Matrix multiplication: Small difference in matrix size, large difference in timings

I have a matrix multiply code that looks like this:

for(i = 0; i < dimension; i++)
for(j = 0; j < dimension; j++)
for(k = 0; k < dimension; k++)
C[dimension*i+j] += A[dimension*i+k] * B[dimension*k+j];

Here, the size of the matrix is represented by dimension. Now, if the size of the matrices is 2000, it takes 147 seconds to run this piece of code, whereas if the size of the matrices is 2048, it takes 447 seconds. So while the difference in no. of multiplications is (2048*2048*2048)/(2000*2000*2000) = 1.073, the difference in the timings is 447/147 = 3. Can someone explain why this happens? I expected it to scale linearly, which does not happen. I am not trying to make the fastest matrix multiply code, simply trying to understand why it happens.

Specs: AMD Opteron dual core node (2.2GHz), 2G RAM, gcc v 4.5.0

Program compiled as gcc -O3 simple.c

I have run this on Intel's icc compiler as well, and seen similar results.

EDIT:

As suggested in the comments/answers, I ran the code with dimension=2060 and it takes 145 seconds.
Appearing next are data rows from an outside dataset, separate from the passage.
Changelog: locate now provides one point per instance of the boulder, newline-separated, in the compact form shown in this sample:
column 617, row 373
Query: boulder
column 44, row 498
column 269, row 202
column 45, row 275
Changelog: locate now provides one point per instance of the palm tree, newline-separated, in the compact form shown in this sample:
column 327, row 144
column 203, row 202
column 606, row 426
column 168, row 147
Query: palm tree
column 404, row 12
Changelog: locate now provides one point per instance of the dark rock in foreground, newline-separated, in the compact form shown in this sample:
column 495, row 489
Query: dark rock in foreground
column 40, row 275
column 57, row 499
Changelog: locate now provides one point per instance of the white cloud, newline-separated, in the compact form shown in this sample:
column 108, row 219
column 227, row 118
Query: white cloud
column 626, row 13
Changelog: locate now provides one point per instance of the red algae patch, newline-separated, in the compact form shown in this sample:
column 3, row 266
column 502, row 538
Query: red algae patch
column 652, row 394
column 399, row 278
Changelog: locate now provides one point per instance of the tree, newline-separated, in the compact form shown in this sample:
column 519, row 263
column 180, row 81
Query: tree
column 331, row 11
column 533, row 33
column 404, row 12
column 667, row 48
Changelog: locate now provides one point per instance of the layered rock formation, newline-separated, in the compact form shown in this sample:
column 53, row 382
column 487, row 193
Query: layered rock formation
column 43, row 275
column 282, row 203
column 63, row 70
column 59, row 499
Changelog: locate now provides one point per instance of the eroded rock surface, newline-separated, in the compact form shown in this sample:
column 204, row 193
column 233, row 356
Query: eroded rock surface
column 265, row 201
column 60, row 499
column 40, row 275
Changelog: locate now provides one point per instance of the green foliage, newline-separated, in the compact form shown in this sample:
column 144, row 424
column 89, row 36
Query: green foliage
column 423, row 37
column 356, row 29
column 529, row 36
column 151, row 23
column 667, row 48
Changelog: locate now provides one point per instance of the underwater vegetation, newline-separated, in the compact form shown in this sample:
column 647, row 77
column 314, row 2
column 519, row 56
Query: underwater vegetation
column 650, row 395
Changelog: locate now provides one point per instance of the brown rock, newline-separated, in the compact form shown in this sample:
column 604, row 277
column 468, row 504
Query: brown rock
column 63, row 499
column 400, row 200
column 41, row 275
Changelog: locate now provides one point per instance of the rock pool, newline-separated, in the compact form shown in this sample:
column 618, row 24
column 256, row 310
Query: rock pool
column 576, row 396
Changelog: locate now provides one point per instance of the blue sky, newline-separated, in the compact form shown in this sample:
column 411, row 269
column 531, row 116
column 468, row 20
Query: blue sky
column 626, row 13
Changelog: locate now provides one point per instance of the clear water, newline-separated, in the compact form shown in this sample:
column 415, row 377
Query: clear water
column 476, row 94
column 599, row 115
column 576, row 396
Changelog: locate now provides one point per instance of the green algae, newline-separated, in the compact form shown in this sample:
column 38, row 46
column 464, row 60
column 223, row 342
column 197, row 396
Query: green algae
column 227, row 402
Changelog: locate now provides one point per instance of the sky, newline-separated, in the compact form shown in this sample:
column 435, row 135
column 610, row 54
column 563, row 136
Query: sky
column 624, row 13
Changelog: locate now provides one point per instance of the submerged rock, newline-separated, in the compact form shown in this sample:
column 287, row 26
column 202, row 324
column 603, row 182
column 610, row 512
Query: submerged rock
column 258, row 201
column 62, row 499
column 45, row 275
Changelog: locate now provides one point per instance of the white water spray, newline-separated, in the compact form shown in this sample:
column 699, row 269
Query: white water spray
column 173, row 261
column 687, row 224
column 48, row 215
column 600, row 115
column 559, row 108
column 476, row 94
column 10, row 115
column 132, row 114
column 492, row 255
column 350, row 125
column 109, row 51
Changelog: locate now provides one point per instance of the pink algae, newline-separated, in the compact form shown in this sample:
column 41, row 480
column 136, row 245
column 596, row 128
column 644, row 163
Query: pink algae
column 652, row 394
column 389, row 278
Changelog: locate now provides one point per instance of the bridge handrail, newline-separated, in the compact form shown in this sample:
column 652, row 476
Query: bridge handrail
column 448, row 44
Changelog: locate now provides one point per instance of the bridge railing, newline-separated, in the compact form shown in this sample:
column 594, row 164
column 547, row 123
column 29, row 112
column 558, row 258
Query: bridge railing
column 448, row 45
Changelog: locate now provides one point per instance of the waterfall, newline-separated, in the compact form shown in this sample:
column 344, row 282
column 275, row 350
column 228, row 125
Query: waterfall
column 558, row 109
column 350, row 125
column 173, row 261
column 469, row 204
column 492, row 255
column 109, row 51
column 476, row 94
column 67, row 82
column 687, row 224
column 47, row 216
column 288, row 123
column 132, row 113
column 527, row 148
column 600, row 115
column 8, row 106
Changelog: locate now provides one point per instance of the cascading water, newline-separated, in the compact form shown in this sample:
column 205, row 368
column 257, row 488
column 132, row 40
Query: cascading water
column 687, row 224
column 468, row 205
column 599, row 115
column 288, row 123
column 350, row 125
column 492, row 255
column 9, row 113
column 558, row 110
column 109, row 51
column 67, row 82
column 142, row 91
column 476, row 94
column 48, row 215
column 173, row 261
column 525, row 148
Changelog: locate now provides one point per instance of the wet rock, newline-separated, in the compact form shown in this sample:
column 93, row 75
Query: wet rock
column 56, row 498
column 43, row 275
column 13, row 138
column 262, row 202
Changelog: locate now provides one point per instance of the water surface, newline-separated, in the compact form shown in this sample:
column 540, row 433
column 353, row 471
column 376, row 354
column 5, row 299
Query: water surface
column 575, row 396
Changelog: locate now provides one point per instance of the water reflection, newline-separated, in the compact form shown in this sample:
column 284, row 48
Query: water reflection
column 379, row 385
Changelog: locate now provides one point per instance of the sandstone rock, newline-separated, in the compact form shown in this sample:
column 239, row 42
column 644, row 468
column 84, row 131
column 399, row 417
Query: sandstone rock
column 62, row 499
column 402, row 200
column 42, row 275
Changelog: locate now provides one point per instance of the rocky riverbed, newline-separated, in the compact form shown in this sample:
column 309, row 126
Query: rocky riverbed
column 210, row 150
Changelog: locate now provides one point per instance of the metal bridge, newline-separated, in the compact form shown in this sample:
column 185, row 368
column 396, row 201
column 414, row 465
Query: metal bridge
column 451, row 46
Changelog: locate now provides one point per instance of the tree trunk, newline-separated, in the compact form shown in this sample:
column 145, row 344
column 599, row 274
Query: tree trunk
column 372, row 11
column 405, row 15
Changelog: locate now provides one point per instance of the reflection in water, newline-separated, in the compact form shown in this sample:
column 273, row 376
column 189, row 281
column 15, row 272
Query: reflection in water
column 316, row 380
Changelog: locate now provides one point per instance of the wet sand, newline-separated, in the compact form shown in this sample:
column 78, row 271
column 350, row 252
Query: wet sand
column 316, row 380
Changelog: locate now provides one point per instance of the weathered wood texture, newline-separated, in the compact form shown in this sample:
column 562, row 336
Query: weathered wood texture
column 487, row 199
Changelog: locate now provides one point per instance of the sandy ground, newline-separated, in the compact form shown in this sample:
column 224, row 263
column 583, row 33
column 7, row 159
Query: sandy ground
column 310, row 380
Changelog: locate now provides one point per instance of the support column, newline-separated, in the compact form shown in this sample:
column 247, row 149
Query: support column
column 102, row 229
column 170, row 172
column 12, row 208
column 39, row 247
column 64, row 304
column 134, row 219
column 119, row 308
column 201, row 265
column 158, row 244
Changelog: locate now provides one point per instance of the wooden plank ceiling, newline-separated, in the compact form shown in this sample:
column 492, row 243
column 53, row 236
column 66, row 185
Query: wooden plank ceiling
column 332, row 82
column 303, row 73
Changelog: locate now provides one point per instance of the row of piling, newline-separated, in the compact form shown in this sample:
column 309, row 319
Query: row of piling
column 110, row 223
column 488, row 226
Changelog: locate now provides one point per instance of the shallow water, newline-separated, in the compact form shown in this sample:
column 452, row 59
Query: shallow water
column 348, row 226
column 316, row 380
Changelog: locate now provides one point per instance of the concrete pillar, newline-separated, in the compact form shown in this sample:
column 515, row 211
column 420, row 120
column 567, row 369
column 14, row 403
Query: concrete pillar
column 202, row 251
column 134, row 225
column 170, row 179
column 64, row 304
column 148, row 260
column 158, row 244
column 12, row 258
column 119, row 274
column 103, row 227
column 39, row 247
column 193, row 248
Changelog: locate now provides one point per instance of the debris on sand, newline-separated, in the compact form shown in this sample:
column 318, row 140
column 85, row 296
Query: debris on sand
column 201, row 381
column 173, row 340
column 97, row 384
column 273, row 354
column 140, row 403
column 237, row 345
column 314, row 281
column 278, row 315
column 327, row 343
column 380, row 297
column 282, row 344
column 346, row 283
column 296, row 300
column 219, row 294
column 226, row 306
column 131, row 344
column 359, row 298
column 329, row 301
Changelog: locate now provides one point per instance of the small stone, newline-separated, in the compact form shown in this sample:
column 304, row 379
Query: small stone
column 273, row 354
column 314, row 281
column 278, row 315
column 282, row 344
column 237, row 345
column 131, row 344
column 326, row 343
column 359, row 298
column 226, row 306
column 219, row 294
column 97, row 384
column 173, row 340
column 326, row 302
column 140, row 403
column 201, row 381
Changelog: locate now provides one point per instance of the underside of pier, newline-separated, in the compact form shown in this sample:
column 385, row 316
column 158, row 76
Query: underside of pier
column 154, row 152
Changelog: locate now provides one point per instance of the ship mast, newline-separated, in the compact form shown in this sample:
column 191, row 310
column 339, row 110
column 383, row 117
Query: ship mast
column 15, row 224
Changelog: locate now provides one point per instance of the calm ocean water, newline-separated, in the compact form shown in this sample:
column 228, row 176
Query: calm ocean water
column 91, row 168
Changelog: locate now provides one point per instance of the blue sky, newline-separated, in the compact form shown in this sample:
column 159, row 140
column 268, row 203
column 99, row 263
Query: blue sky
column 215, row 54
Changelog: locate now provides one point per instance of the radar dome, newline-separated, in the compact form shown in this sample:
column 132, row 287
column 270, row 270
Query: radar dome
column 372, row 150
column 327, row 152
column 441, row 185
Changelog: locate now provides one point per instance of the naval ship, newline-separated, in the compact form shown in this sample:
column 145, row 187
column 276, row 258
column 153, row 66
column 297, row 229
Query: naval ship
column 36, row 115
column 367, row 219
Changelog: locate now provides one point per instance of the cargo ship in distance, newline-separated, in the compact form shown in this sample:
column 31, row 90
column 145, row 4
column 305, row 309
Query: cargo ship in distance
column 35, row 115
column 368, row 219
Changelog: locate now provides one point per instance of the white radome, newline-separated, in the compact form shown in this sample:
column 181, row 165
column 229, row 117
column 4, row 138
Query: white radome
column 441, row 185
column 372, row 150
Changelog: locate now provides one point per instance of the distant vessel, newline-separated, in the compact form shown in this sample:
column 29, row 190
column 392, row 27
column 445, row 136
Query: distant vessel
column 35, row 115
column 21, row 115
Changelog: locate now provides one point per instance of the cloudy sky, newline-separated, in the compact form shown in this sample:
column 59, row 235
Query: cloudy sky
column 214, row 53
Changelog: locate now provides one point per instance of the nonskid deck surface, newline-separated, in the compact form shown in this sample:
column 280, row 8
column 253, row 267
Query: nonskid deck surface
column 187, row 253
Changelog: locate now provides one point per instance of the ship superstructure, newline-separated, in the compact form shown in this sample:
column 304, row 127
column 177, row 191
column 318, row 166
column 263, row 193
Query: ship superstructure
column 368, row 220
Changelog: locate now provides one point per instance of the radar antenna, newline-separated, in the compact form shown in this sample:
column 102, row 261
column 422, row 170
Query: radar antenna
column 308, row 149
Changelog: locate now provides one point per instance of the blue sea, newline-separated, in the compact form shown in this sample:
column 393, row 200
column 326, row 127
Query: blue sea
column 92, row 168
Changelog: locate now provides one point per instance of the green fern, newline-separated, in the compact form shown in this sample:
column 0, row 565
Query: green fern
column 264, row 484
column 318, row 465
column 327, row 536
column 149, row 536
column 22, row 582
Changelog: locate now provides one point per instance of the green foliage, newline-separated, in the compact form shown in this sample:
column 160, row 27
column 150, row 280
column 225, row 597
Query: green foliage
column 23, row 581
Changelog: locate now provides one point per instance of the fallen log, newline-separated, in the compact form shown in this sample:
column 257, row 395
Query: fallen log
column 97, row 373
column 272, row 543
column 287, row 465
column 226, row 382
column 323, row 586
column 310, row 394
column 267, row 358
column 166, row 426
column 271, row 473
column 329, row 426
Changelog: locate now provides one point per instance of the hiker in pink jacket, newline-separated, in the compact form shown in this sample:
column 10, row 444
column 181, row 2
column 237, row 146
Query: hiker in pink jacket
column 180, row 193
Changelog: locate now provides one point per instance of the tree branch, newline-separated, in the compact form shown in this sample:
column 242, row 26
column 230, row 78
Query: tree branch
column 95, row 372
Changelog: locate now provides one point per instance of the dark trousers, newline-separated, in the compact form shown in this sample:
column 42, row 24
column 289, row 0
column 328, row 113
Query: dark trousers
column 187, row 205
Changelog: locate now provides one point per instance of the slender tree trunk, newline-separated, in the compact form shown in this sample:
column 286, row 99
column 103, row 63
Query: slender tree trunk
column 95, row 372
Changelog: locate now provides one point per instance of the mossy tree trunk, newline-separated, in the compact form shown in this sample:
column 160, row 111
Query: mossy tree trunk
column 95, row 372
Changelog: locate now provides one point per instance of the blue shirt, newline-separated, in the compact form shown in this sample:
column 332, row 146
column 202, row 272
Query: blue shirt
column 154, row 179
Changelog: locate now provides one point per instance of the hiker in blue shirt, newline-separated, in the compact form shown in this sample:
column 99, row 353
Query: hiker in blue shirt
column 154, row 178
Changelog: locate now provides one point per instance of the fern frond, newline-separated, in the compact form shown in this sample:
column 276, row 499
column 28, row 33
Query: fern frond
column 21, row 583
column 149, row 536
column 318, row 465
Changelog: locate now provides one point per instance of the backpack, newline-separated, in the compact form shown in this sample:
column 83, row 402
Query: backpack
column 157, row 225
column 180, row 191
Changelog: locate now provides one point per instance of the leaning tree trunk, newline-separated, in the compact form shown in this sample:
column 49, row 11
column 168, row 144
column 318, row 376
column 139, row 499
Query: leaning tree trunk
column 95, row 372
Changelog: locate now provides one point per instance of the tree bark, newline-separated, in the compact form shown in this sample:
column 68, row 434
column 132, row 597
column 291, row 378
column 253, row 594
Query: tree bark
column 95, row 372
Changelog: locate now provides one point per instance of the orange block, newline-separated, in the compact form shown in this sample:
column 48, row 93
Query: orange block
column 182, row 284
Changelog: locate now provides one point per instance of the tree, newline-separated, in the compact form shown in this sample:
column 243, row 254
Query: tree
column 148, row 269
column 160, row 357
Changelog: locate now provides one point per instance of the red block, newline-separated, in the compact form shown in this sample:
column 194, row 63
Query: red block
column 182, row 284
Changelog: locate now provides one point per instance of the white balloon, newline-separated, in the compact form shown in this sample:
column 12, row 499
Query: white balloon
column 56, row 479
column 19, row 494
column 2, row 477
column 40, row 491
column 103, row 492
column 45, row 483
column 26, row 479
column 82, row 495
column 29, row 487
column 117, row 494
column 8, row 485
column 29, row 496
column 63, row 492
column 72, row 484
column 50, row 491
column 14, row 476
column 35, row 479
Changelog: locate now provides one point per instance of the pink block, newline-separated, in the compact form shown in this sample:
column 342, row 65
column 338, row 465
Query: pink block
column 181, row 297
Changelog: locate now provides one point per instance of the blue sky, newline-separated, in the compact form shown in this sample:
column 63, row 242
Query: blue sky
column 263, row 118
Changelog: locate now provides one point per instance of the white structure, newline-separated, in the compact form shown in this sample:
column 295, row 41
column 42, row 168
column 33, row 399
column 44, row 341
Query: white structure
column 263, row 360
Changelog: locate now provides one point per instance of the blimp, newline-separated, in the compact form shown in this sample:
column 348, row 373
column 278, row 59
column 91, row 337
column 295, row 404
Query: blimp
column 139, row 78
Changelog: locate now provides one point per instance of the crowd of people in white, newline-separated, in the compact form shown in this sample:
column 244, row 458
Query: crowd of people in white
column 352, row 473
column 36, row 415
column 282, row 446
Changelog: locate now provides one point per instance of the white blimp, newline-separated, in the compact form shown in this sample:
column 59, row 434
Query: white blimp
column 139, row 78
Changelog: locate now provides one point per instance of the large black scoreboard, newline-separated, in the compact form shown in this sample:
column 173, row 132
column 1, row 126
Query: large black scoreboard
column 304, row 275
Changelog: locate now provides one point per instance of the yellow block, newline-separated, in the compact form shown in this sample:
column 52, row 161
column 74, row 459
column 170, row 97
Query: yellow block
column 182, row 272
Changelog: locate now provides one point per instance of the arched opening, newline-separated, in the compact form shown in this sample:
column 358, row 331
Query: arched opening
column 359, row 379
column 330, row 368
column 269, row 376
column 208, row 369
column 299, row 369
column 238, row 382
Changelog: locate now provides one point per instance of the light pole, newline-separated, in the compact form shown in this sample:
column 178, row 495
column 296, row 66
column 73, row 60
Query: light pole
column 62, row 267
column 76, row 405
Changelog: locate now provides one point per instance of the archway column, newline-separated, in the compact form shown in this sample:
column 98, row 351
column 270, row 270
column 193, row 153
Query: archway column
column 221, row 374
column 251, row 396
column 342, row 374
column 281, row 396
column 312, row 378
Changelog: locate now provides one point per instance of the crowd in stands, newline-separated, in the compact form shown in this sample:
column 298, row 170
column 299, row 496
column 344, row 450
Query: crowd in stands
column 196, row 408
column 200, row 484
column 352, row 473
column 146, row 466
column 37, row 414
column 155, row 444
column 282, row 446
Heres the complete program:

#include <stdlib.h>
#include <stdio.h>
#include <sys/time.h>


/* change dimension size as needed */
const int dimension = 2048;
struct timeval tv;


double timestamp()
{
double t;
gettimeofday(&tv, NULL);
t = tv.tv_sec + (tv.tv_usec/1000000.0);
return t;
}


int main(int argc, char *argv[])
{
int i, j, k;
double *A, *B, *C, start, end;


A = (double*)malloc(dimension*dimension*sizeof(double));
B = (double*)malloc(dimension*dimension*sizeof(double));
C = (double*)malloc(dimension*dimension*sizeof(double));


srand(292);


for(i = 0; i < dimension; i++)
for(j = 0; j < dimension; j++)
{
A[dimension*i+j] = (rand()/(RAND_MAX + 1.0));
B[dimension*i+j] = (rand()/(RAND_MAX + 1.0));
C[dimension*i+j] = 0.0;
}


start = timestamp();
for(i = 0; i < dimension; i++)
for(j = 0; j < dimension; j++)
for(k = 0; k < dimension; k++)
C[dimension*i+j] += A[dimension*i+k] *
B[dimension*k+j];


end = timestamp();
printf("\nsecs:%f\n", end-start);


free(A);
free(B);
free(C);


return 0;
}
15337 次浏览

Here's my wild guess: cache

It could be that you can fit 2 rows of 2000 doubles into the cache. Which is slighly less than the 32kb L1 cache. (while leaving room other necessary things)

But when you bump it up to 2048, it uses the entire cache (and you spill some because you need room for other things)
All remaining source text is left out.